ETE Estmiation improvement

Hi there!
I love the repetier host, its an awesome tool! one tiny thing that is a bit annoying is the ETE (in german, i guess its called ETA in english) estmiation how long the print will take.
I know that i can set a factor to calibrate this to a more realistic number, but that still doesnt seem to fit. it would be very awesome to have a constant reevaluation of the remaining time, like if i start a print with estimated 8 hours, and for some reason (as most of the time) the printer is slower than expected, that the time gets updated during the print, currently the estimation stays, but the seconds pass with double or half the speed.
Maybe it also would be cool to store the estimated and actual time of a print in the context of the printer, so that with every print, the base factor could be slightly adapted automatically to improve the base estimation. And one last thing, it would be awesome if somewhere the starting time would be shown. 

Would be very cool to see these things in the repetier host (dk about the repetier server, but i could imagin that also the repetier server acts the same here). 

Greetings from Austria,
Georg

Comments

  • The main problem here is that the error is not linear and much depends on print settings. In the beginning the heating of bed and extruder cause the most linear offset especially in host. In server it is better tweakable to adjust heating time and differences for acceleration reduction (which is ignored in host but not in server). In next server release 1.2.1 we will do a similar solution for the case the model was already printed - we then adjust a factor to the last print time. 

    For the unknowing print time it might be an idea to scale after 1 hour maybe so start turbulence has less effect. We will do some math and test.
  • Cool, thanks!

    i really dont know much about the printing times deviations, but i really could imagin that if you print 10 different models and compare the ETA to the effective time, a "general" factor should appear which at least points into a good direction. Additionally, well thats of course way more work, i could imagin that a gcode model consists of different "printing types", with printing types i mean something like "short movements with traveling afterwards" or "long continuous movements", which might have their own factor. now that im writing it it sounds like a lot of work, and would maybe be an interesting topic for machine learning (neural networks). Would it be possible to add a logging which says how long which gcode command took? 
  • Actually host has already a multiplier to adjust to predicted times - you just need to set it correctly based on time deviation experience. What I talked about is more a during print optimization on top. This will be bad at start and improve towards the end, as we need to measure error based on past print.

    It is not possible to see how long commands take.
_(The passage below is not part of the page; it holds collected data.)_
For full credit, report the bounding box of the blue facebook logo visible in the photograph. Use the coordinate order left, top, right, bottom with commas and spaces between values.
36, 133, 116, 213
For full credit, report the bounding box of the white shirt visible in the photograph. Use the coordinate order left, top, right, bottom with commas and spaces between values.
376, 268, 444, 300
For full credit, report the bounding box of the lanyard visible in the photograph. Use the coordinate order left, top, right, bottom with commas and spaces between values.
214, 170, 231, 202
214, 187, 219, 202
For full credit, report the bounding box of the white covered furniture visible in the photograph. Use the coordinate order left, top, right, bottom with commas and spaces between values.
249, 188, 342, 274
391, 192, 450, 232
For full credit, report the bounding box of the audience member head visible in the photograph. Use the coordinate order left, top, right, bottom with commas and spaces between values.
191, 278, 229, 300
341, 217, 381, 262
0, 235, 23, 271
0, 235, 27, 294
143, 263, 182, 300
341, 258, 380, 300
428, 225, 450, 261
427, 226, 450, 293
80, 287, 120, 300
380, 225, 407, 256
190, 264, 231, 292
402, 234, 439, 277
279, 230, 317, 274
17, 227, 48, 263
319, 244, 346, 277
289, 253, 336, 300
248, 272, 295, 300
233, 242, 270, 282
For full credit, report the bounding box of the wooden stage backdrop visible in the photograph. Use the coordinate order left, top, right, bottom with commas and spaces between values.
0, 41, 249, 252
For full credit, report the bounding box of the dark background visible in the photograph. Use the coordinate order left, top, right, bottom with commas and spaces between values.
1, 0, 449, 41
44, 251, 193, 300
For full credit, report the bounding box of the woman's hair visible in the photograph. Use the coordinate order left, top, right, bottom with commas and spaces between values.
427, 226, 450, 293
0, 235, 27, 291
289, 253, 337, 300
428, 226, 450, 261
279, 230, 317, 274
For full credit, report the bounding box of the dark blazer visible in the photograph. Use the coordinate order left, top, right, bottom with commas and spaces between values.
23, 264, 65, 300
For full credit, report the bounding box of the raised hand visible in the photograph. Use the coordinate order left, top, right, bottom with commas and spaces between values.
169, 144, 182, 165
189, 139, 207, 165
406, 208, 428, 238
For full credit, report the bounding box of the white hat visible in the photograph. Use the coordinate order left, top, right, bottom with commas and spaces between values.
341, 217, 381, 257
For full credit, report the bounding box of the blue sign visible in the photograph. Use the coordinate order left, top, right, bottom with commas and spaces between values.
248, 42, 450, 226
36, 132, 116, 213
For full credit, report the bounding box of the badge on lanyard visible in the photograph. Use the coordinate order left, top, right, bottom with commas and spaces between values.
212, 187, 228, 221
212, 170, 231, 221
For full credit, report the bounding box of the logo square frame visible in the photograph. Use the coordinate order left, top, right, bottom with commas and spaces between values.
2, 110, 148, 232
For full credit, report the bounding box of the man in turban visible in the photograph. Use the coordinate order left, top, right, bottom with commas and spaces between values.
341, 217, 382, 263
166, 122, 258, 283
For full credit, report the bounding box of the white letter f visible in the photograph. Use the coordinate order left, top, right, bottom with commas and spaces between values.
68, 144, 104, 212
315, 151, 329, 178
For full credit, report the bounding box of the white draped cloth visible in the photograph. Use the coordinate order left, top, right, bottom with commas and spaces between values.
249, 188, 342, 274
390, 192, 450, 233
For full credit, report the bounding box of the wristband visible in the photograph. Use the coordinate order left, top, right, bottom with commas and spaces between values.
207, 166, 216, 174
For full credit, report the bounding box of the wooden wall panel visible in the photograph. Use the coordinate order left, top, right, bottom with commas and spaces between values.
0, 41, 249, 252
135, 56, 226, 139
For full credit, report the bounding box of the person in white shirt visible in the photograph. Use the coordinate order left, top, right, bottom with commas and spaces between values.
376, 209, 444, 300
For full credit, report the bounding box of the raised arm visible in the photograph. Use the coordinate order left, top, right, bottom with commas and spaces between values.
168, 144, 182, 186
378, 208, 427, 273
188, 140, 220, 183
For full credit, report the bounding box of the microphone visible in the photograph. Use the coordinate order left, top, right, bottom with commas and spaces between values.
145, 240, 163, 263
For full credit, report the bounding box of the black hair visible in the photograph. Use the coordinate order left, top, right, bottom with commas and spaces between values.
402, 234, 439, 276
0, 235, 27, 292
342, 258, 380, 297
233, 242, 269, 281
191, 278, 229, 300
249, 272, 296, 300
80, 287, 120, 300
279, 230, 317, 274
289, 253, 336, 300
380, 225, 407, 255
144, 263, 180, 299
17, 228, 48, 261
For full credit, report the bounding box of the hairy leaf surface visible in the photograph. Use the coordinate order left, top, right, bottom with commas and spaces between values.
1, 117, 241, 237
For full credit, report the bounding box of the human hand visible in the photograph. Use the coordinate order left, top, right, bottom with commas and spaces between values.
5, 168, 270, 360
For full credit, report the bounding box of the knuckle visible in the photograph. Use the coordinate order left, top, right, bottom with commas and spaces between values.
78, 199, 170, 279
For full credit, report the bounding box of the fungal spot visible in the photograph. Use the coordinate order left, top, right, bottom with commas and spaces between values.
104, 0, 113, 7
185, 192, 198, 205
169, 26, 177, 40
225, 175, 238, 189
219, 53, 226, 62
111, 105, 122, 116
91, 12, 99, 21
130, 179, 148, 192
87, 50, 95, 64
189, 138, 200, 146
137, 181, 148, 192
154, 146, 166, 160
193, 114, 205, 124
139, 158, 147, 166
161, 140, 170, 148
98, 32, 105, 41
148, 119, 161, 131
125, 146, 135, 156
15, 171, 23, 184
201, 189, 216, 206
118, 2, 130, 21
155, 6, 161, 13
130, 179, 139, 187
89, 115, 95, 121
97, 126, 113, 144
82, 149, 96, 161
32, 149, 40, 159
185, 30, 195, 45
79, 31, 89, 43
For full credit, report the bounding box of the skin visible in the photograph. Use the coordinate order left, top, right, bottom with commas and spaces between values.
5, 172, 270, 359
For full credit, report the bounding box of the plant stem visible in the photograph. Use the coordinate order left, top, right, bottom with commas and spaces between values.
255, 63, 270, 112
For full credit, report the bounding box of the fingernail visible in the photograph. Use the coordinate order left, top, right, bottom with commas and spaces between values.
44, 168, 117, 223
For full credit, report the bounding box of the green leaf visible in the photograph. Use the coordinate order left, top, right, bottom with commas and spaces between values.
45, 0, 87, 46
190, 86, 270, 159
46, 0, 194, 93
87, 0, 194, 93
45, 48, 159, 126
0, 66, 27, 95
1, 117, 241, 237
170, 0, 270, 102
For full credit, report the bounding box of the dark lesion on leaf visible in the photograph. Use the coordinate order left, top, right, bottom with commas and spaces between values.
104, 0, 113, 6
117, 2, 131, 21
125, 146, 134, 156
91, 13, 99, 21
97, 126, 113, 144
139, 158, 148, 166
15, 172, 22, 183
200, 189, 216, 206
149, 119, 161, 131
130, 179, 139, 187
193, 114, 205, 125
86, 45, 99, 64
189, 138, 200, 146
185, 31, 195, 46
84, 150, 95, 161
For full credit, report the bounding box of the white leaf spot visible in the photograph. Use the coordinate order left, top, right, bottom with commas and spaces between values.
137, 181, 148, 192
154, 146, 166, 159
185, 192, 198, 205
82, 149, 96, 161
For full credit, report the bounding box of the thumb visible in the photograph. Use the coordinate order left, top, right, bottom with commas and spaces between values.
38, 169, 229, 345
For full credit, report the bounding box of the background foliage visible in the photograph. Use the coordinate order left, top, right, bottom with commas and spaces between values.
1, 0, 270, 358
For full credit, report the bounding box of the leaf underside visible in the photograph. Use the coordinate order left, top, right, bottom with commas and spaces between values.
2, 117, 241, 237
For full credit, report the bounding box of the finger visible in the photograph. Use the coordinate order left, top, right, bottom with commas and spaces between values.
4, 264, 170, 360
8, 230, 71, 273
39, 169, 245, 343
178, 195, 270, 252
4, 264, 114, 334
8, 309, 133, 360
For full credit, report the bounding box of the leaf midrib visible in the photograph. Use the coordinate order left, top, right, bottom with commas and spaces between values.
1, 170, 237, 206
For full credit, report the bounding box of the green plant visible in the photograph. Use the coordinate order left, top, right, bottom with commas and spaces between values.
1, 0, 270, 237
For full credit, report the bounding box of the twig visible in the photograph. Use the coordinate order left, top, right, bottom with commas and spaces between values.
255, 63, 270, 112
In log you see timestamps so you can see when you get a response that they got executed, but e.g. moves will be queued and executed later so delay until ok is based on time of a previous move to empty a new place in buffer and does not depend on the execution time it self.
  • Then maybe i got the protocol wrong, what happens in my mind is like the COMMAND - OK transfer, like if i submit 10 commands, i will get 10 OK's at that time when the printer either starts executing it or finished execute it. that would then give the possibility to track the time between to OK's and map it to the given command. But maybe im completely wrong, in that case i really apology.

    btw, thanks for your fast responses and that you take your time to read everything! Additionally i would have some toughts / ideas for improvement about the server UI, but i dont want to be annoying, is it ok if i just drop it as a "bug report"? (even though they are not real bugs)
  • You can also send me just a PM about ideas.

    Command-Ok in general is correct - at least in ping pong mode. But as I said moves get buffered and then a new move might have to wait for the oldest move in buffer to get finished. So during print the times have nothing to do with execution time.
  • Hi, I just upgraded from reperier host 2.1.6 to 2.2.4

    My printer is almost finishing to print a vase (may be 10-15 minutes to end) and there is some problem with ETA:
    This is the ETA table I get, based on print speed setting

    SPEED     ETA
     100        10:34;42
     186        00:37:22
     270        20:36:48

    Can someone explain this cumbersome behavior of 2.2.4 ?



  • There is a new estimate routine that tries to adjust based on past error. Using speed multuplier seems to break that computation.
  • Thank you for the prompt ansewer

    Ok, I would imagine that will be fixed in future releases, right?

    However, please note,  my table shows that even at nominal speed settings (100 ) the ETA is wrong
  • Yes, fix is planned. Short ETA have always a big uncertainty since a hot or cool bet at print start can already make a few minutes difference with same g-code.